Diversity, diversity, diversity,” intones Julie Schaper, president of Consortium Book Sales & Distribution, explaining the factors contributing to the company's longevity in an increasingly competitive book industry. Consortium, which evolved out of Bookslinger, a wholesaler of literary and poetry titles published by small presses, is marking its 25th anniversary this year.
Schaper describes the company, which has been owned by Perseus Books Group since 2006 and employs 15 persons in its Minneapolis offices, as stable, with sales improving after being adversely affected by last year's economic free fall. Booksellers are making “hard choices,” she says, about what they can and can't afford to stock in their stores to sell to price-conscious customers. “We have to figure out ways to get them interested in what we have,” she says. Schaper and the eight members of Consortium's sales and marketing team are doing so by expanding the company's client publisher base.
Since its founding in 1985, Consortium, which distributes about 10,000 titles from 118 publishers in the U.S., Europe, and Australia, has been renowned for its list of midlist literary and poetry titles from small and medium-size independent presses, books that typically sell anywhere between 300 to 30,000 copies. But Consortium is more than simply a distributor of literature and poetry. The company also distributes nonfiction as well as children's books, plays, and books for niche markets, like GLBT titles from Alyson and feminist works from the Feminist Press. “We want a diverse list,” Schaper explains. “We want something for every store we walk into.”
The variety of the list is somewhat evident in its bestselling titles. Consortium's all-time bestseller is a play about the AIDS epidemic, Angels in America (Theatre Communications Group), which has sold 530,000 copies to date; its three current top-sellers are a collection of Amy Goodman's political essays, Breaking the Sound Barrier (Haymarket); recently deceased historian Howard Zinn's Voices of a People's History, 2nd edition (Seven Stories); and a mystery/suspense story collection, Boston Noir (Akashic).
Although the offerings distributed by Consortium have become increasingly eclectic in recent years, those producing the books Consortium carries all have one quality in common, Schaper insists: passion. “Even though not every publisher is mission driven, they're all driven by what they do,” she says.

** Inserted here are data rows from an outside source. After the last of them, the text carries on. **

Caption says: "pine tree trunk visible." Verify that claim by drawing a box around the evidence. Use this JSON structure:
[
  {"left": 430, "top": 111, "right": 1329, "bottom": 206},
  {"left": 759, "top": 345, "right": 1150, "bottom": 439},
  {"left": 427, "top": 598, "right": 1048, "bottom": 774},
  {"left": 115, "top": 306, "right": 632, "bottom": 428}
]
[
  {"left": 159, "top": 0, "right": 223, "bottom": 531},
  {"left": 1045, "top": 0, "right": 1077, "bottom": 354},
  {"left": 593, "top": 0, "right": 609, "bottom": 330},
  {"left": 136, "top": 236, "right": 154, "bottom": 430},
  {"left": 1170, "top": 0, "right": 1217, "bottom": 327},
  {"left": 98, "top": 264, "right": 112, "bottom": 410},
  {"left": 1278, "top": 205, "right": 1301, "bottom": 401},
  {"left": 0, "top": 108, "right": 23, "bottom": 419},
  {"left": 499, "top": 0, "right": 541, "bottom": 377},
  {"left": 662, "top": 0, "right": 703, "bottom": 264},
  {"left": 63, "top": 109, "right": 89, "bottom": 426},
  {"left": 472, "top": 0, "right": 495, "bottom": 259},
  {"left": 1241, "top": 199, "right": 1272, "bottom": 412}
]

For instance, she explains, Whitelines, a recent addition to Consortium's stable of client publishers, is a Swedish company producing writing journals. It's also a company committed to environmental sustainability and reducing its carbon footprint. “A journal publisher is different for us,” Schaper says, “but their emphasis on the environment fits with us. They fit with the work we're already doing.”

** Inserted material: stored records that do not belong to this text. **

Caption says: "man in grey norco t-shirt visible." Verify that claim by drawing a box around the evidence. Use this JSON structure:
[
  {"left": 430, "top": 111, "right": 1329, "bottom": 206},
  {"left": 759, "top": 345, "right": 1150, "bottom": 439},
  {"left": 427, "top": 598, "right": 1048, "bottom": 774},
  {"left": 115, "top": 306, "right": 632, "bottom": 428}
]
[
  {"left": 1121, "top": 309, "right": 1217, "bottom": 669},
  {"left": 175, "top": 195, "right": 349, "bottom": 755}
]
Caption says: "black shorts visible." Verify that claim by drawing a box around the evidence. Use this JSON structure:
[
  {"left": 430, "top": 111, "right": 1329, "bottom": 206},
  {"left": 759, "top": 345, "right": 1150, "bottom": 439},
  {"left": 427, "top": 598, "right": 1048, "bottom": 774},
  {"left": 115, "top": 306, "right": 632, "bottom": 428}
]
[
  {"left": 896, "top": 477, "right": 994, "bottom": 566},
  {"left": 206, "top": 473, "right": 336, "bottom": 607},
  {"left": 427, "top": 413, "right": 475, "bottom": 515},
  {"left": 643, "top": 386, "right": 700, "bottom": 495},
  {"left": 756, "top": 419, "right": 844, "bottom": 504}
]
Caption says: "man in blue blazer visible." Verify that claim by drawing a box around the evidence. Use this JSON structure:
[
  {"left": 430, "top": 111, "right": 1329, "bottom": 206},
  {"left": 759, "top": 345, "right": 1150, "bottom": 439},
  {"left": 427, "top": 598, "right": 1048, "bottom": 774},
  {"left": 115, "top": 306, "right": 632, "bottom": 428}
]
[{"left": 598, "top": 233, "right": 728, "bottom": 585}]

This emphasis on diversity also extends to the company's strategy of venturing into untapped markets. “You've got to have access to every possible array of the marketplace,” Schaper says. “Whatever you've got, you've got to find more than one place for it.” It's a goal more easily achieved since Consortium became part of Perseus, an acquisition that has provided Consortium's publishers with new access to the gift, special sales, and mass markets, as well as with more comprehensive international sales representation.

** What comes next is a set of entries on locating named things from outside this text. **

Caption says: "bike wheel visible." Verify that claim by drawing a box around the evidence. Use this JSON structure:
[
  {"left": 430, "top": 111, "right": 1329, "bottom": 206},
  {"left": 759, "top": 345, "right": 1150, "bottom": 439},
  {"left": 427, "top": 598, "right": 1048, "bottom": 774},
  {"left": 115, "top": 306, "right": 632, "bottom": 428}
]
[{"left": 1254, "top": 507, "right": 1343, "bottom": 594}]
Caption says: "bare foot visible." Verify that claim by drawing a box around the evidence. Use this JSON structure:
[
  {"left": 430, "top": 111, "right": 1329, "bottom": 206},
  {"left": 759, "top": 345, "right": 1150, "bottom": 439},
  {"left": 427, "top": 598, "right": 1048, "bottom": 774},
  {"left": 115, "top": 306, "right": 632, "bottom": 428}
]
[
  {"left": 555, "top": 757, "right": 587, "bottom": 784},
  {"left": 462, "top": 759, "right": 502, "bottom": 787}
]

Consortium client publishers can use Constellation, Perseus's two-year-old digital printing program, which includes the capacity to convert PDF files into e-book formats. While e-books are only 4% of Consortium's total book sales, up from 1% a year ago, Schaper considers the format an important component of a multifaceted sales strategy.
Schaper, who started her career at Consortium as sales director 15 years ago, describes marketing and sales for what was then a group of 27 publishers as targeting independent bookstores and chain bookstores, especially Borders. That has changed since Amazon.com emerged in 1995. “Amazon is huge,” Schaper says, but,she adds, sales to independent retailers and regional wholesalers combined together nearly equal total sales to the e-tailer.
“Independent retail can still be a force in making or sustaining a book,” she insists, pointing out that while the Internet accounts for 65% of sales of Gardening When It Counts (New Society), the inverse is true of the Pulitzer Prize—winning poetry collection Shadow of Sirius (Copper Canyon), with bricks-and-mortar stores accounting for 65% of its sales.
While some of the books on the distributor's list tap into the zeitgeist, Schaper says, Consortium as well as its client publishers have become more savvy about marketing and publicity. Even a newly launched company, Bellevue Literary Press, sold 30,000 copies of Paul Harding's debut novel, Tinkers, in its first selling season.